Trendwatch: Canada dock workers' union, employers reach tentative deal, avert strike; US-EU steel talks inch ahead as time for a deal runs short; Japan builds supply chain for EV battery minerals in Africa

Canada dock workers' union, employers reach tentative deal, avert strike

A dock workers' union on Canada's West Coast and port employers have provisionally agreed to a new labour contract, averting an immediate strike, but the agreement needs to be approved by workers who rejected a previous deal.

Ottawa intervened in the labour dispute in an effort to keep two of Canada's three busiest ports, the ports of Vancouver and Prince Rupert, open after a nearly two-week strike disrupted more than C$6 billion ($4.6 billion) in trade.

The International Longshore and Warehouse Canada Union (ILWU) and the British Columbia Maritime Employers Association (BCMEA) are recommending ratification of the new deal, they said in a joint statement late on Sunday. Terms were not disclosed.



US-EU steel talks inch ahead as time for a deal runs short

The US and European Union are unlikely to finalize a legally binding agreement to govern trade in steel and aluminum this year, setting up a decision to either extend an October deadline or allow the return of tariffs on billions of dollars of transatlantic exports. 

Talks on the so-called Global Arrangement on Sustainable Steel and Aluminum have intensified in recent weeks and progress has been made in the key area of how to measure and tackle oversupply from nations including China, according to people familiar with the discussions. But absent a final deal by Oct. 31, Trump-era tariffs — and EU retaliatory measures — would automatically return on more than $10 billion of exports if the two sides don’t extend the current truce.

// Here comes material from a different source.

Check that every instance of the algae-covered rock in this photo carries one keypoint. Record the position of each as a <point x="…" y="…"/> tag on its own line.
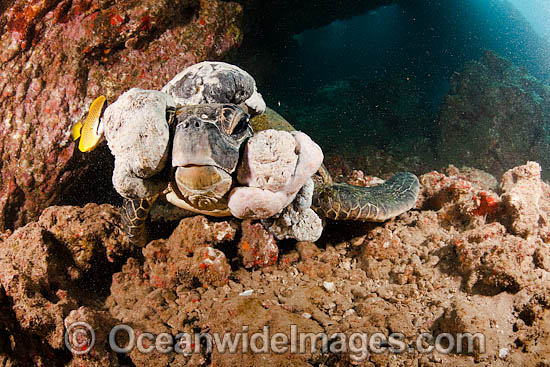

The GSA aims to settle a conflict that started in 2018, when Trump slapped tariffs on steel and aluminum exports from Europe, citing risks to national security. Two years ago, the US and the EU agreed to pause the punitive measures in an effort to find a permanent solution.



Japan builds supply chain for EV battery minerals in Africa

TOKYO -- Japan's government plans to work with three African nations to develop supply chains for cobalt and other minerals critical in making electric vehicle batteries, Nikkei has learned.

Tokyo will team with Zambia, the Democratic Republic of Congo and Namibia to expand joint exploration in each country. The projects are due to start as soon as within the year.

Japan looks to diversify its sources of critical minerals, including lithium, in order to enhance economic security and counter China's growing investment in African countries.

Nikkei Asia


UK drops bid to replace Europe’s ‘CE’ quality mark post-Brexit

Rishi Sunak’s government said companies can use the European Union’s product safety mark indefinitely, a climbdown on a post-Brexit plan to enforce the UK’s own standard that was criticized by businesses.

Companies can continue to apply for the EU “CE” label to sell goods in Britain, the Department for Business and Trade said Tuesday, instead of having to apply for the “UKCA” mark —  a requirement that had been due to kick in from 2025.

The decision will mitigate one of the ironies of Brexit, which is that a project pitched as reducing red tape has in fact created new barriers to trade with Britain’s largest trading partner. Under the previous plan, businesses wanting to sell their goods in both the UK and EU faced an an extra hurdle to get both stamps on the same product, or even develop separate production lines.



Global demand for coal Is bringing mayhem to South African towns

An often impenetrable logjam of trucks laden with coal at South Africa’s crossing with Mozambique has brought chaos to a sleepy border town.

Elephants escaping from the nearby Kruger National Park often caused the biggest commotion in Komatipoort. These days residents check their CCTV cameras on their phones at barbecues on the weekend. The congestion created opportunities for criminals who saw drivers stranded in the queue for days on end as easy targets after nightfall. Robberies, theft and assaults spread from the highway to the town. Road accidents increased.



U.S. Department of Energy launches program to expand state and local capacity for renewable energy planning, siting and permitting

Today, the U.S. Department of Energy (DOE) launched a new initiative to support states and local communities as they plan for and evaluate proposed development of large renewable energy facilities. The Renewable Energy Siting through Technical Engagement and Planning (R-STEP) program will support the creation of new, or the expansion of existing, state-based programs or initiatives that improve renewable energy planning and siting processes for local communities. Large-scale renewable energy projects, especially wind and solar facilities, have a pivotal role in decarbonizing the grid quickly and cost-effectively to achieve President Biden’s goals of a 100% clean electricity sector by 2035 and net-zero emissions economy by 2050. By supporting state-based programs that serve as a resource to local communities, R-STEP will improve renewable energy deployment outcomes for host communities, especially disadvantaged communities, local governments, and renewable energy developers.